Miyazaki, who has enchanted people around the world with a variety of spectacular masterpieces, has decided to retire from the production of full-length anime movies. The currently showing “Kaze Tachinu” (The Wind Rises) will be his last film.

Miyazaki said, “No matter how much I get in shape, the number of hours I can concentrate has been decreasing year by year.” He has probably recognized that at 72, he has reached his limit physically.

Sticking to hand drawing, he has taken extra care in drawing even the effects of wind, the motion of water and the play of light. Drawing requires long hours of work with great strain on the eyes and hands. Miyazaki has also thought about story lines while proceeding with production, without deciding on the conclusion at the outset. Hence anime production was extremely hard work for him.

Miyazaki also said, “I’m free and there are many things I want to do and try.”

We hope he will display his talents again in other fields besides production of animated feature films, which require long hours of work and impose a heavy physical burden.

Insightful messages

Miyazaki’s greatest achievement was his contribution to raising the production of entertainment anime, initially designed for children, to the level of art backed by deep insightful messages and creating a new Japanese anime culture that is preeminent in the world.

His productions have also proved successful in terms of box office returns. This could be attributed to the fact that he was extremely fortunate in his producers, many staff members and investors.

“Kaze no Tani no Naushika” (Nausicaa of the Valley of the Wind), released in 1984, depicted a world after the collapse of a great civilization and contained philosophical insights into nature and civilization. It also criticized Japanese society, which tends to be preoccupied with economic wealth.

Miyazaki depicted a poetic world in “Tonari no Totoro” (My Neighbor Totoro, 1988), which featured the rich natural environment of the countryside.
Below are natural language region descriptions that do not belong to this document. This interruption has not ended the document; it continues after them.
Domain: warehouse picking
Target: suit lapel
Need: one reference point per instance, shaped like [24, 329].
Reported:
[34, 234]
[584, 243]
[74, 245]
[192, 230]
He broke new ground with “Mononoke Hime” (Princess Mononoke), released in 1997, which featured battles between malevolent gods and humans in medieval Japan.

“Sen to Chihiro no Kamikakushi” (Spirited Away, 2001) achieved the highest box office returns in Japanese movie history and won the Golden Bear at the 2002 Berlin International Film Festival and the 2003 Academy Award for Best Animated Feature. The film was highly acclaimed as a refined and powerful fantasy.

Influenced by children’s literature, Miyazaki has provided a dreamy beautiful world for children. He is said to have wanted to tell them “this world is worth living for.” This desire underlies his anime movie production.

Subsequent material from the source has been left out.